The Flowers of Evil
Charles Baudelaire was a French poet whose work is described as combining an exoticism inherited from the Romantics with the Realism of other French writers of his time. The Flowers of Evil (Les Fleurs du mal) is a book of lyric poetry and his most famous work. In it he expresses the changing nature of beauty in the rapidly industrialising Paris caused by Haussmann's renovation of the city during the mid-19th century. He coined the term modernity to designate the fleeting experience of life in an urban metropolis, and the responsibility of artistic expression to capture that experience.

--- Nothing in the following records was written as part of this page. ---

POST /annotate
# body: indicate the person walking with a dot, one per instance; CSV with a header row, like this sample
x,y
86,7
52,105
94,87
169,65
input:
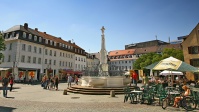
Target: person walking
x,y
69,80
56,82
76,79
135,77
11,83
5,82
145,80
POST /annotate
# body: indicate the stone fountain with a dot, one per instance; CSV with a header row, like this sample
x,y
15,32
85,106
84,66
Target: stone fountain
x,y
101,76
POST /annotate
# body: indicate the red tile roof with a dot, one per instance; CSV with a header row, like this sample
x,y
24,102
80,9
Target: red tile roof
x,y
121,52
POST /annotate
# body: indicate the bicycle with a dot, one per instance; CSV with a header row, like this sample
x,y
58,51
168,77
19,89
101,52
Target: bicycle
x,y
186,102
167,101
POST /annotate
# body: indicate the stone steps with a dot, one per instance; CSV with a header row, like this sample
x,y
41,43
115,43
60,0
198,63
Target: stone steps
x,y
96,91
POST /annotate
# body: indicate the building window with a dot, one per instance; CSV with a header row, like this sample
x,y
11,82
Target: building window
x,y
63,63
39,60
50,52
54,53
35,49
34,59
46,61
13,34
24,47
194,62
46,41
29,59
50,62
40,51
23,58
68,55
193,50
30,36
40,39
59,63
46,51
54,62
10,48
29,48
24,35
9,58
35,38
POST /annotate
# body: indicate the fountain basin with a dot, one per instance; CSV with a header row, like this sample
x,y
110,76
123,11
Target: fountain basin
x,y
111,81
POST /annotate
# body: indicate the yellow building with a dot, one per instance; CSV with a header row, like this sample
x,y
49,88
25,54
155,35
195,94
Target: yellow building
x,y
191,51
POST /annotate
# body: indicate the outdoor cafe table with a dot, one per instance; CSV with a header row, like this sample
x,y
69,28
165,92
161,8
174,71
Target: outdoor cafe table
x,y
195,89
135,92
174,93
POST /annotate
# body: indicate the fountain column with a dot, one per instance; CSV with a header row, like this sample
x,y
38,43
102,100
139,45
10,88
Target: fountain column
x,y
103,56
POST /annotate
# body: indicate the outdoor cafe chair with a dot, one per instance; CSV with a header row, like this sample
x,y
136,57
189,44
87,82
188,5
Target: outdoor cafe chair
x,y
147,96
128,95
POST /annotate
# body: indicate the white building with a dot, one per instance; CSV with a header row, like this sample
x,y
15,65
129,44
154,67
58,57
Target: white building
x,y
121,60
30,52
92,61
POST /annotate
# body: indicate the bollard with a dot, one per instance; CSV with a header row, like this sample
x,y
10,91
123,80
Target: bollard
x,y
112,93
65,92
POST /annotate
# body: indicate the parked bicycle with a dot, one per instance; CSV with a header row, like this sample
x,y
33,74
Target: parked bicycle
x,y
186,102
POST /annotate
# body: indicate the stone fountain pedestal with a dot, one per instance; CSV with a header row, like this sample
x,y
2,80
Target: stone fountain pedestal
x,y
111,81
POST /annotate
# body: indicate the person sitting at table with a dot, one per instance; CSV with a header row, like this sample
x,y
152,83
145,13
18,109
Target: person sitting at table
x,y
178,98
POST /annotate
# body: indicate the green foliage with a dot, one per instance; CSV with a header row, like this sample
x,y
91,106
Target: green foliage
x,y
2,45
150,58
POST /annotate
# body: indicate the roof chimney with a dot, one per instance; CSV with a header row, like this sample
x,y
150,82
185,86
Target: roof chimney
x,y
26,26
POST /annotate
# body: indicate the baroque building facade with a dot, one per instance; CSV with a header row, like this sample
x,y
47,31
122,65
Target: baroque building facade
x,y
31,53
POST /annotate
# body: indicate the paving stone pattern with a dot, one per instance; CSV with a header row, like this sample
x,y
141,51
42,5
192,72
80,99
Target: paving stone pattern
x,y
33,98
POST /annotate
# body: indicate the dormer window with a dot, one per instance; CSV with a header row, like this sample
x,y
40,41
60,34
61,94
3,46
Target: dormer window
x,y
30,36
13,34
7,36
24,34
40,39
46,41
35,38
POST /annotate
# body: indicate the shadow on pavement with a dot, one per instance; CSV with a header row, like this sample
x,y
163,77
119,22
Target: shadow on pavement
x,y
6,109
10,98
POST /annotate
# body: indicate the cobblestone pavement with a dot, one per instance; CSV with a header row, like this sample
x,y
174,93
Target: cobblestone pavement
x,y
32,98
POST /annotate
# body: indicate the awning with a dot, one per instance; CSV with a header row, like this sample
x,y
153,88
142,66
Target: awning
x,y
4,68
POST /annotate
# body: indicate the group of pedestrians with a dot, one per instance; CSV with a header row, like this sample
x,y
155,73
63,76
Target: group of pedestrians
x,y
5,82
50,83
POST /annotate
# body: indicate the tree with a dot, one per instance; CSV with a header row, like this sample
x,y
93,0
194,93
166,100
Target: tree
x,y
167,52
146,59
150,58
2,45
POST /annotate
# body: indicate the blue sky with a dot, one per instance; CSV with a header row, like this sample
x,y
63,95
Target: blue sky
x,y
125,21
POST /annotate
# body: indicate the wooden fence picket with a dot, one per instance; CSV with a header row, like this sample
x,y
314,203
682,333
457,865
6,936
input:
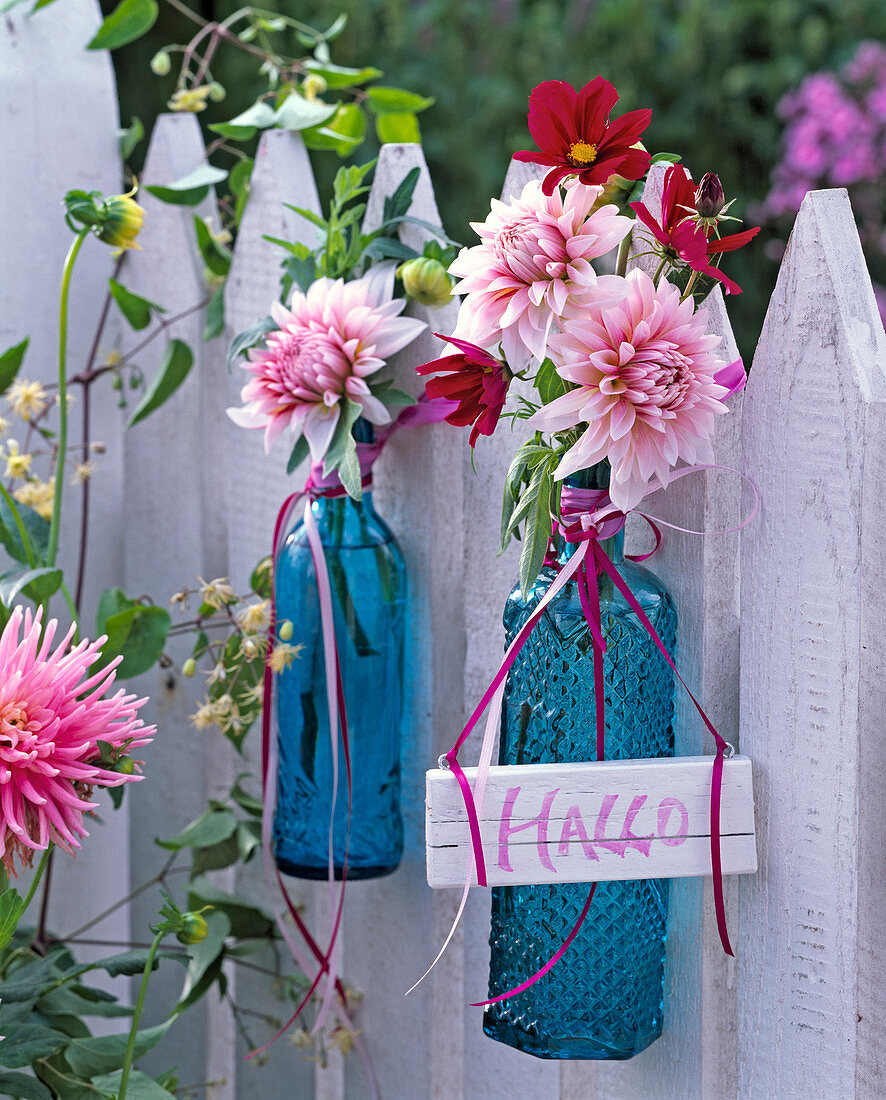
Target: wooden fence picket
x,y
812,697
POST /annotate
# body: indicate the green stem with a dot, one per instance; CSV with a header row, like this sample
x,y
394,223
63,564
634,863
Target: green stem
x,y
624,250
658,271
133,1032
22,529
35,881
76,244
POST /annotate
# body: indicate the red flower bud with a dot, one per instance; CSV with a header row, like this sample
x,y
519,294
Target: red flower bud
x,y
709,196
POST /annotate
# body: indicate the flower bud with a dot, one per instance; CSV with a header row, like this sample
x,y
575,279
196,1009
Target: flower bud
x,y
161,64
314,85
121,222
192,928
709,196
426,281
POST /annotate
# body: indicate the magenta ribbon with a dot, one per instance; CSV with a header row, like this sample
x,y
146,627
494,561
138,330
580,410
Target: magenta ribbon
x,y
587,517
424,411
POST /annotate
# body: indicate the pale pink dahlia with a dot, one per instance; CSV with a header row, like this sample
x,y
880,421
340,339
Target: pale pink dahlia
x,y
52,716
329,342
644,371
533,263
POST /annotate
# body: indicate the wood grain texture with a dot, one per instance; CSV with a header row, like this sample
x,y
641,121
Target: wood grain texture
x,y
592,822
48,144
174,520
811,932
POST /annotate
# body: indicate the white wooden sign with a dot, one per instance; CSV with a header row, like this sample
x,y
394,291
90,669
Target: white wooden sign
x,y
592,822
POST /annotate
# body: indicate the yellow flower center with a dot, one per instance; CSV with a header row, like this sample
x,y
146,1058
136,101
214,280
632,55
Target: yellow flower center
x,y
581,154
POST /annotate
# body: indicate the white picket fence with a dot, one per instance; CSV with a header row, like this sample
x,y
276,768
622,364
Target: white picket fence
x,y
797,596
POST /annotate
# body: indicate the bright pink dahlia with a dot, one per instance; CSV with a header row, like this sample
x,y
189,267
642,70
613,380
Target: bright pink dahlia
x,y
644,371
329,342
533,263
52,716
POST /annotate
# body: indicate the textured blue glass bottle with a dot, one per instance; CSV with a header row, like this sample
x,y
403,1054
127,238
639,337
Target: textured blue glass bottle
x,y
369,591
604,998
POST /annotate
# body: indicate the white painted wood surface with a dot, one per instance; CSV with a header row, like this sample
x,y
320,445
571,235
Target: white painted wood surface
x,y
800,1013
591,822
50,143
812,923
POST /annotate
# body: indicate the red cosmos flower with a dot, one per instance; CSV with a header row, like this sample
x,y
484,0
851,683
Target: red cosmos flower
x,y
477,381
575,135
680,234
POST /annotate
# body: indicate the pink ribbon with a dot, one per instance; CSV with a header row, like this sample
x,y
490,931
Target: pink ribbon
x,y
593,517
424,411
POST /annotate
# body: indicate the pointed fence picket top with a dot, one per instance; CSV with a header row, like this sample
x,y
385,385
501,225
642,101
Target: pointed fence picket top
x,y
175,524
812,921
259,482
418,487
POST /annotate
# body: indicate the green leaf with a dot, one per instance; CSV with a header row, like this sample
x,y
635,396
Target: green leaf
x,y
211,827
203,956
258,117
172,373
129,964
538,527
548,383
132,306
11,906
130,20
215,315
215,255
28,1041
247,920
139,635
398,129
10,362
129,139
139,1086
384,100
36,528
102,1055
349,413
240,183
299,452
339,76
192,188
296,112
249,338
397,205
110,602
24,1087
36,584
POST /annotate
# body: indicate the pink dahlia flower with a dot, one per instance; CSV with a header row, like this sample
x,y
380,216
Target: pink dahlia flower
x,y
644,375
329,342
533,263
52,717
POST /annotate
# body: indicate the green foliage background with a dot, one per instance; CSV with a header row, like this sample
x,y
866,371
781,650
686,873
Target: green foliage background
x,y
712,70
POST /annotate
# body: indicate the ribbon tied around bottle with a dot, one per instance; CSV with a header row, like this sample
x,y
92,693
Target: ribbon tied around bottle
x,y
587,518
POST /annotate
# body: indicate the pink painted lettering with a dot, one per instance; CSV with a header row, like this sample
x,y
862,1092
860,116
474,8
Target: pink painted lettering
x,y
542,822
573,827
666,806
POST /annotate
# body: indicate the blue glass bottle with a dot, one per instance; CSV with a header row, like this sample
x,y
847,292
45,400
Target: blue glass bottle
x,y
604,998
369,591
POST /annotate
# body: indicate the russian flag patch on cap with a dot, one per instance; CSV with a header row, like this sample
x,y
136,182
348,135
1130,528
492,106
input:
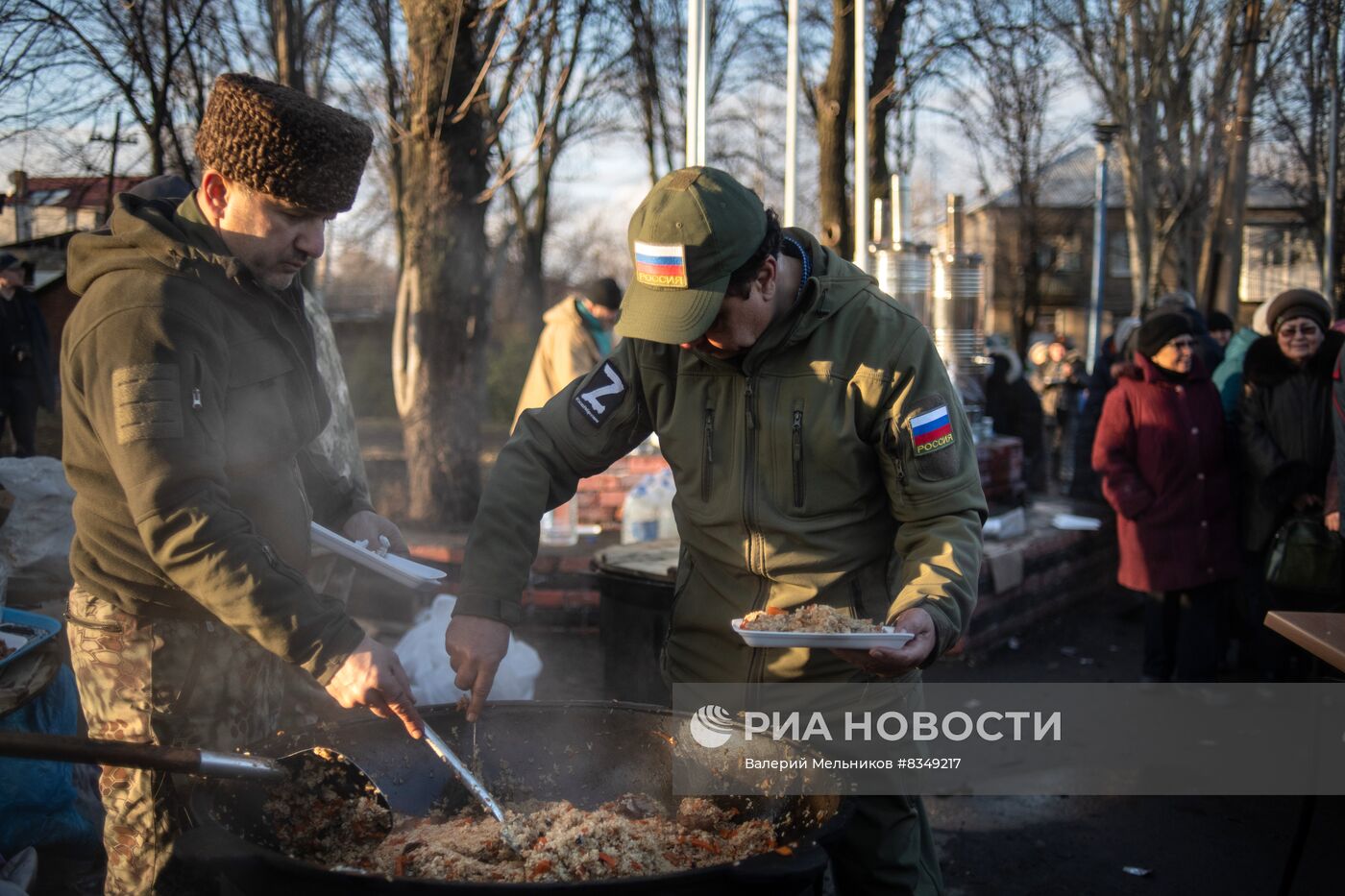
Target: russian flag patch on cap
x,y
661,265
931,430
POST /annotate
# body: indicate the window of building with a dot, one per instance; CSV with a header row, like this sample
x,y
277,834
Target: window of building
x,y
1277,257
1066,251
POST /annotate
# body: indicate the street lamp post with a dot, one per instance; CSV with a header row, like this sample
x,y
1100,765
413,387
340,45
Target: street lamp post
x,y
1103,132
861,138
1333,155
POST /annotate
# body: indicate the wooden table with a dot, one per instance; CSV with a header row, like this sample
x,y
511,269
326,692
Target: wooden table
x,y
1320,634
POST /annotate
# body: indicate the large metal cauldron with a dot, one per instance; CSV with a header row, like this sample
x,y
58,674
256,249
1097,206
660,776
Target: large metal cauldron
x,y
587,752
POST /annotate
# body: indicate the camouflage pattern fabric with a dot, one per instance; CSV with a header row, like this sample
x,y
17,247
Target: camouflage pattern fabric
x,y
168,682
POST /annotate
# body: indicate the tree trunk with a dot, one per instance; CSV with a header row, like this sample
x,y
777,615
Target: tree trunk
x,y
836,96
890,23
1234,201
443,302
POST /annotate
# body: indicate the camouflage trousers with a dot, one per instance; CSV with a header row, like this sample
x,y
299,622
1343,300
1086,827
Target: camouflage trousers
x,y
168,682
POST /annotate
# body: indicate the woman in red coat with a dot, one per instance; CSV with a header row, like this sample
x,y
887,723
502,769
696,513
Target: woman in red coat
x,y
1163,462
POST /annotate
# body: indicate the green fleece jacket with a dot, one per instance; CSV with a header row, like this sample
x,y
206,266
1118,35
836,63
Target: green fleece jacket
x,y
190,397
817,467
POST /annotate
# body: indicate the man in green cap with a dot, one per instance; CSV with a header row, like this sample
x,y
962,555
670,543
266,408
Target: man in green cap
x,y
819,452
190,403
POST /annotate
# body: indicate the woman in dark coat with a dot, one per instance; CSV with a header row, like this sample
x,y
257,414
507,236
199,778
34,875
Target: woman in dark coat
x,y
1162,458
1287,442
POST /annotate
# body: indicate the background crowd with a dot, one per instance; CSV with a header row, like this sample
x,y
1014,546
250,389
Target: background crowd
x,y
1217,447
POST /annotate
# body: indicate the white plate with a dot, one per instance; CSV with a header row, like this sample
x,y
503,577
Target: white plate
x,y
841,641
405,572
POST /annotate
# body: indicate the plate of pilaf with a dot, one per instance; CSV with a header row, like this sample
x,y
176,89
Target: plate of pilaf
x,y
816,626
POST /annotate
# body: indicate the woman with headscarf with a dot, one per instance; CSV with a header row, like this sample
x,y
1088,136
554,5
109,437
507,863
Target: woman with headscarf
x,y
1286,435
1162,458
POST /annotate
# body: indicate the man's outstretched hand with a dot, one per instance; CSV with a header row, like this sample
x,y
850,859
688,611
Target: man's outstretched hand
x,y
475,647
373,677
366,525
887,662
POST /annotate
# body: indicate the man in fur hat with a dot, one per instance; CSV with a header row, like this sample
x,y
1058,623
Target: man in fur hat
x,y
190,402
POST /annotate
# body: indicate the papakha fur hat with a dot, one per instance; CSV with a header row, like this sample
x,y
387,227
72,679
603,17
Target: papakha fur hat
x,y
281,141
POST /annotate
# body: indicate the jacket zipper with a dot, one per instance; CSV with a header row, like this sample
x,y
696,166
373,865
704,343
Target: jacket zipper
x,y
796,453
708,456
748,475
756,668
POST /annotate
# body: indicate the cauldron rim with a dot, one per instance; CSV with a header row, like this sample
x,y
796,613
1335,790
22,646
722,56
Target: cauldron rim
x,y
211,835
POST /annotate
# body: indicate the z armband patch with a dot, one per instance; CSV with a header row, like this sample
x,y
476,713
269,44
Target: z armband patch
x,y
600,395
928,425
147,402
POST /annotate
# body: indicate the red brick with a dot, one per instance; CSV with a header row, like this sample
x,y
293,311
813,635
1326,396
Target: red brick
x,y
575,564
646,463
549,597
547,564
581,597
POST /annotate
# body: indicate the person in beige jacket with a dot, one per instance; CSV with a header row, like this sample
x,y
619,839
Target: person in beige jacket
x,y
575,336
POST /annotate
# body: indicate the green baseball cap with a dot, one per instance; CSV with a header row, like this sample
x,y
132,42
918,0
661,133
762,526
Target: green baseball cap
x,y
695,229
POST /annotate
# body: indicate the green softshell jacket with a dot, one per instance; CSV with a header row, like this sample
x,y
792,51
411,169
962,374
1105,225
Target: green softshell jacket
x,y
796,472
190,397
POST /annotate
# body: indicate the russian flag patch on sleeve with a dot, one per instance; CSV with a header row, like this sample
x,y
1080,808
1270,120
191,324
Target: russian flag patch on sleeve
x,y
931,430
661,265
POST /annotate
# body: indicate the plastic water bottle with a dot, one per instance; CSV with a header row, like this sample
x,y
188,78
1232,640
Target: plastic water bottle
x,y
639,516
666,490
560,526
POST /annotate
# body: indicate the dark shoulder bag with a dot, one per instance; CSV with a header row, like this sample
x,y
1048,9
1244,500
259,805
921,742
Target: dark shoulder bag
x,y
1305,556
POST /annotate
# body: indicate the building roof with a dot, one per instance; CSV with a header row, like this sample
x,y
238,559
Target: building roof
x,y
1071,182
73,193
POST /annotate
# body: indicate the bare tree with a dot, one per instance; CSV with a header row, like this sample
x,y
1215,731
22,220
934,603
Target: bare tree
x,y
140,54
1005,109
1162,70
1297,109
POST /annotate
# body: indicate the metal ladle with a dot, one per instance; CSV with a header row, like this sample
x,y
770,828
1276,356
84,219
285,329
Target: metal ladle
x,y
474,785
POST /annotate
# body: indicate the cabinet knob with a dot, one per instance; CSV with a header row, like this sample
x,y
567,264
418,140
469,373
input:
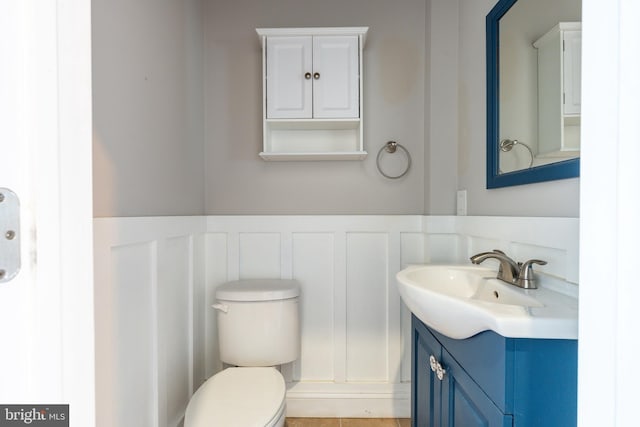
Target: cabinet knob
x,y
440,371
433,363
437,367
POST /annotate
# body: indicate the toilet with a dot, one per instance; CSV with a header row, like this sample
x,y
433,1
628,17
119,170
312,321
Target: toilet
x,y
258,330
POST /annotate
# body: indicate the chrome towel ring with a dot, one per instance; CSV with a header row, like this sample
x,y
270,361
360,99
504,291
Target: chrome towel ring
x,y
391,147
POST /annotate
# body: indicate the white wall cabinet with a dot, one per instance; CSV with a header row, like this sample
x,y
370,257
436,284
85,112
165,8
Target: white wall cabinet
x,y
312,93
559,79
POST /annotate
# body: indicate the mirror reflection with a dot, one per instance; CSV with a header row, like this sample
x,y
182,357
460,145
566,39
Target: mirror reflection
x,y
539,84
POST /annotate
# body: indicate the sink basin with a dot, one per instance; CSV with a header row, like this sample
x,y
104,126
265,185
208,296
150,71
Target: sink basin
x,y
460,301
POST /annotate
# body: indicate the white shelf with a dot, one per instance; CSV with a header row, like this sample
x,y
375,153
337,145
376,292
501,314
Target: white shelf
x,y
313,156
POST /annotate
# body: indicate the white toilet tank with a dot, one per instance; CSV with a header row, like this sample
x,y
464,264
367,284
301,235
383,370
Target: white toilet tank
x,y
258,322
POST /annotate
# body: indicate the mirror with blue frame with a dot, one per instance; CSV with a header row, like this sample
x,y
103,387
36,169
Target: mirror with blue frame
x,y
533,91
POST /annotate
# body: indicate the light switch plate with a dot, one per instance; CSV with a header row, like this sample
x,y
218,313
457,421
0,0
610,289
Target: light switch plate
x,y
461,202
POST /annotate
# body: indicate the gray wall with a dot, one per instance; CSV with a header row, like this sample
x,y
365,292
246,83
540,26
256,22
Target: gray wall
x,y
239,182
147,107
177,112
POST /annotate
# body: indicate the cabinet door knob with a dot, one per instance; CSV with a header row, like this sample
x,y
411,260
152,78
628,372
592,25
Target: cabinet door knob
x,y
433,363
440,371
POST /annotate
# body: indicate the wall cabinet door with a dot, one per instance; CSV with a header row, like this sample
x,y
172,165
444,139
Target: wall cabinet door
x,y
288,79
312,77
335,77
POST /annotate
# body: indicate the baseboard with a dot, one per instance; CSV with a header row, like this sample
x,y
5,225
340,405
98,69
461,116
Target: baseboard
x,y
349,400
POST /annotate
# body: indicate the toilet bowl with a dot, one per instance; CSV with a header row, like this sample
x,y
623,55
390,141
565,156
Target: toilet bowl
x,y
239,397
258,328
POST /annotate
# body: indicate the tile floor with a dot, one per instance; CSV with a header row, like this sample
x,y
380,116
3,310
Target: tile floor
x,y
347,422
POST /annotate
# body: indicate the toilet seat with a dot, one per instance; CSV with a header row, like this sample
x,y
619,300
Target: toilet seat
x,y
238,397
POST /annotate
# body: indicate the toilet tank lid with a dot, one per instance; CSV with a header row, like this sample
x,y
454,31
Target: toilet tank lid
x,y
258,290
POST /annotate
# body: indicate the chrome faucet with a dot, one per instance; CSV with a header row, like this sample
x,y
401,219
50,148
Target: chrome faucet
x,y
515,273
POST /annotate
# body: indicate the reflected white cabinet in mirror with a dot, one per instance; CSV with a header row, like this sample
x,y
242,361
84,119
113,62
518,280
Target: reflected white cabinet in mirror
x,y
559,77
312,93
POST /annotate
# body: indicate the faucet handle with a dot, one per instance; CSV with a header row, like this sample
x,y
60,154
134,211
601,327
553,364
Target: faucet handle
x,y
526,270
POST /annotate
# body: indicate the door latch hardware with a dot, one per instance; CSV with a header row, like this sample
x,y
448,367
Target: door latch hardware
x,y
9,235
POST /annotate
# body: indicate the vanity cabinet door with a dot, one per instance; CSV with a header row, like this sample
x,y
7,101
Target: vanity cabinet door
x,y
464,404
426,392
455,400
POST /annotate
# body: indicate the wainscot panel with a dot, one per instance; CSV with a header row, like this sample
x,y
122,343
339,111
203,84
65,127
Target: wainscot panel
x,y
156,278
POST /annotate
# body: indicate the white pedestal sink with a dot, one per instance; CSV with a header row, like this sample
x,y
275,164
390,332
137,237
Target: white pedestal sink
x,y
460,301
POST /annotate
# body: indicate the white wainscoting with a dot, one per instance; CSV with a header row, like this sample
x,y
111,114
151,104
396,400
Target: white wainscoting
x,y
354,361
156,281
148,273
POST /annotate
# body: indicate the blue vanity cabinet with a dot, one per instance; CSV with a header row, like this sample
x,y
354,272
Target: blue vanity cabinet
x,y
492,381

Les Fleurs du mal includes nearly all Baudelaire's poetry, written from 1840 until his death in August 1867. First published in 1857, it was important in the symbolist and modernist movements. Though it was extremely controversial upon publication, with six of its poems censored due to their immorality, it is now considered a major work of French poetry. The poems in Les Fleurs du mal frequently break with tradition, using suggestive images and unusual forms. They deal with themes relating to decadence and eroticism, particularly focusing on suffering and its relationship to original sin, disgust toward evil and oneself, obsession with death, and aspiration toward an ideal world. Les Fleurs du mal had a powerful influence on several notable French poets, including Paul Verlaine, Arthur Rimbaud, and Stéphane Mallarmé.
These English translations by Frank Pearce Sturm (1879-1942) include a selection from the original French edition.